La brique de métal est un nouveau module dans votre travail ?
L’Agora, grande construction de briques de métal nous attend au bas
de l’escalier intérieur. C’est une sculpture pénétrable comme une
grotte, elle est née d’un projet rêvé à New York, celui de créer un
espace de parole protégé dans la ville. Une nouvelle agora où nous
serions protégés des enregistrements et regards omniprésents que
nous impose notre société nouvelle, cette œuvre refermée sur elle même nous protège des agressions numériques.
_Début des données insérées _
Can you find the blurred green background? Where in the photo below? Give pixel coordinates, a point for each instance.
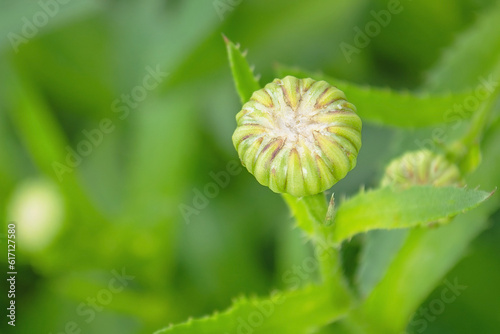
(76, 79)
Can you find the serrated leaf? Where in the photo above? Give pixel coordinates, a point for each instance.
(474, 54)
(389, 107)
(243, 76)
(389, 208)
(293, 312)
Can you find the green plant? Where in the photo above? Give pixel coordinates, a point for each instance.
(422, 193)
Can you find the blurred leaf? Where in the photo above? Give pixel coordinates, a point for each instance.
(386, 106)
(293, 312)
(474, 54)
(243, 76)
(379, 249)
(389, 208)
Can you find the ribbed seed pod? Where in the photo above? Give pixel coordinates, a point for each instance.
(298, 136)
(421, 168)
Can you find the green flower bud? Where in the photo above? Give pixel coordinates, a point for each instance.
(421, 168)
(298, 136)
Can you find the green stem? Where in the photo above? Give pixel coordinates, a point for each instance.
(310, 213)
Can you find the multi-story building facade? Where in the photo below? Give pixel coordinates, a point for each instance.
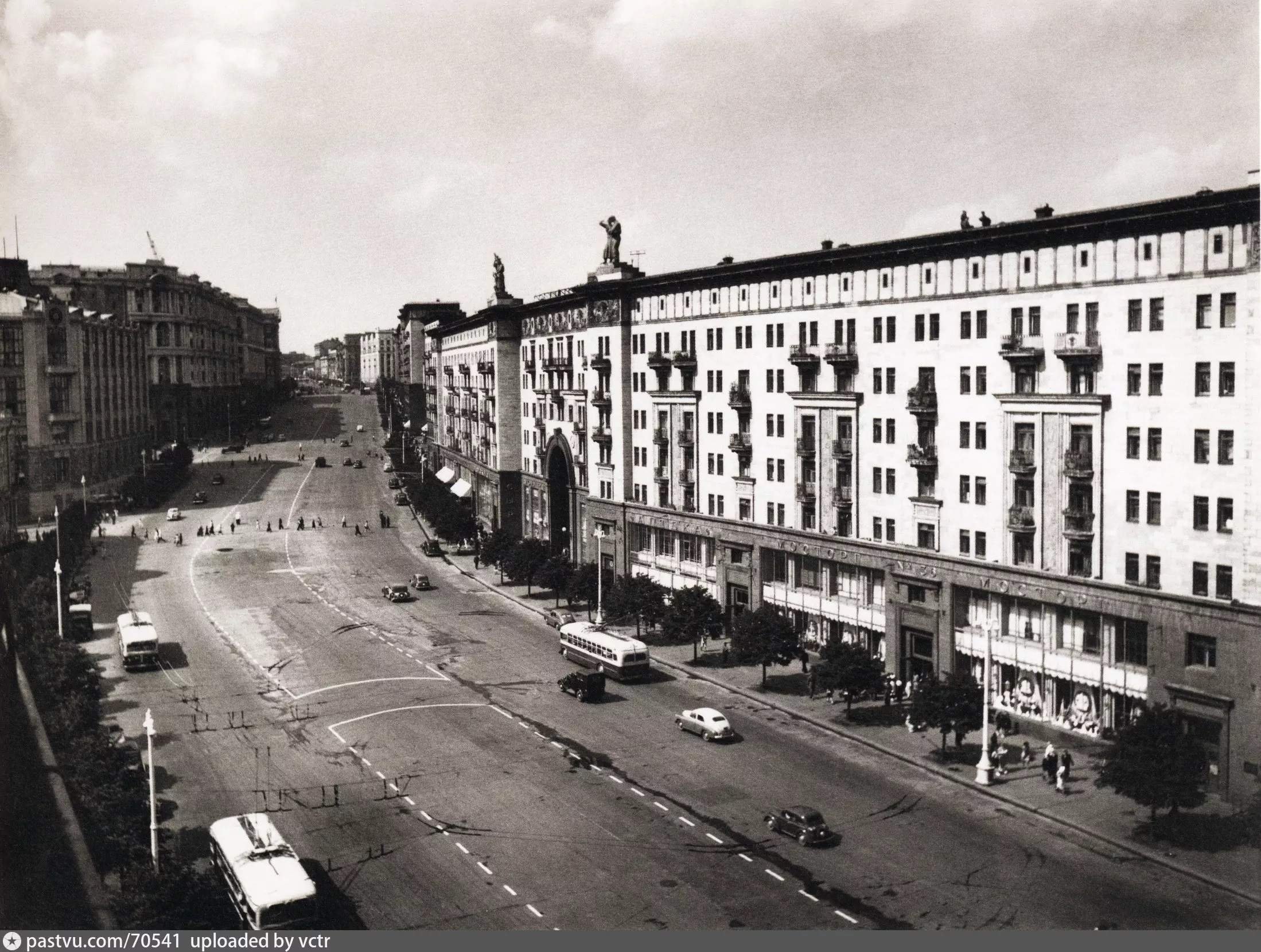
(209, 354)
(75, 400)
(1038, 433)
(477, 409)
(379, 356)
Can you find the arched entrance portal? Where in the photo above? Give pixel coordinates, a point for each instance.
(559, 482)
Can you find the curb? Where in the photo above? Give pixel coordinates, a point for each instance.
(88, 877)
(988, 792)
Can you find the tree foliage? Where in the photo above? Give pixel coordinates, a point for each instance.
(691, 613)
(765, 637)
(950, 705)
(1155, 763)
(849, 669)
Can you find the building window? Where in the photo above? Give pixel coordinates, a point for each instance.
(1225, 513)
(1200, 578)
(1225, 583)
(1227, 310)
(1226, 379)
(1201, 651)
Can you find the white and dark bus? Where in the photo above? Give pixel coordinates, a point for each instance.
(268, 884)
(614, 655)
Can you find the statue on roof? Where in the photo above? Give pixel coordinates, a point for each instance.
(613, 243)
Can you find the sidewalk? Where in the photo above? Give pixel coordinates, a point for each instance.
(1086, 809)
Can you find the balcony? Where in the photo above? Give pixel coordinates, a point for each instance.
(922, 401)
(1079, 524)
(1023, 463)
(1079, 465)
(843, 356)
(1021, 520)
(804, 354)
(1018, 347)
(1077, 346)
(920, 455)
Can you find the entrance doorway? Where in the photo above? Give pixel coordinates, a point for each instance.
(559, 500)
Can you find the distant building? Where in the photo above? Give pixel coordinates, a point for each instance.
(75, 403)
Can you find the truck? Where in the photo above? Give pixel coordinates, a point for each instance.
(138, 641)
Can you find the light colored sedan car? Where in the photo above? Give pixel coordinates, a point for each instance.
(706, 721)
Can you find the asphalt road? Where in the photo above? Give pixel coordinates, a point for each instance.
(423, 758)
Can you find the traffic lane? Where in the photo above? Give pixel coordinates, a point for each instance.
(596, 853)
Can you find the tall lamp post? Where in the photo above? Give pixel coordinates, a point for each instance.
(984, 768)
(57, 572)
(600, 575)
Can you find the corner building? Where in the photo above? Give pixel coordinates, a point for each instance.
(1043, 429)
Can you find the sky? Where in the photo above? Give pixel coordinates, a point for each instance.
(341, 159)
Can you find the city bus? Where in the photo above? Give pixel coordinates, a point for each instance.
(268, 884)
(614, 655)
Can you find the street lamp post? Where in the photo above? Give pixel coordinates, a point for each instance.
(57, 572)
(600, 575)
(984, 768)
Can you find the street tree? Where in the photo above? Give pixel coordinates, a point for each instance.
(1155, 763)
(849, 669)
(691, 613)
(765, 637)
(950, 705)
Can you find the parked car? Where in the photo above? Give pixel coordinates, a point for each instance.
(555, 618)
(396, 593)
(706, 721)
(584, 685)
(806, 825)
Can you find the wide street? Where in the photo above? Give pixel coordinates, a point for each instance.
(423, 757)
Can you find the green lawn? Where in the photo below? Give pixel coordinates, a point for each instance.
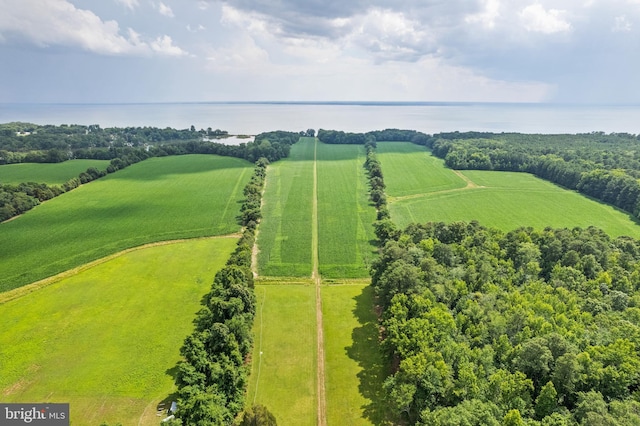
(505, 200)
(107, 339)
(284, 238)
(158, 199)
(355, 369)
(411, 169)
(345, 217)
(283, 375)
(52, 174)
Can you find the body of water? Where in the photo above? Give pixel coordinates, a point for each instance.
(253, 118)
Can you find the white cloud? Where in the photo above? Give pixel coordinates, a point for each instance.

C’est un projet qui
pourrait exister dans l’espace public à une échelle plus grande, je
pense que seule l’œuvre d’art a encore aujourd’hui le pouvoir de nous
abstraire du monde et de sa réalité.
Vous parlez d’un projet de «ré-enchantement»: de quoi s’agit-il ?
D’une résistance à cette désillusion du réel ?
Par cette exposition, j’ai voulu créer ainsi un lieu d’irréalité, d’enchantement, d’illusion, de libération de l’imagination, un lieu à la frontière du rêve qui nous permet le temps de la visite de résister à la désillusion du monde. Constituée de plus de soixante-dix œuvres nouvelles,
«Le Théorème de Narcisse» est vraiment placée sous le signe du réenchantement et de la théorie des reflets que j’ai développée depuis
près de dix ans avec la complicité du mathématicien mexicain Aubin
Arroyo et que je montre pour la première fois en France.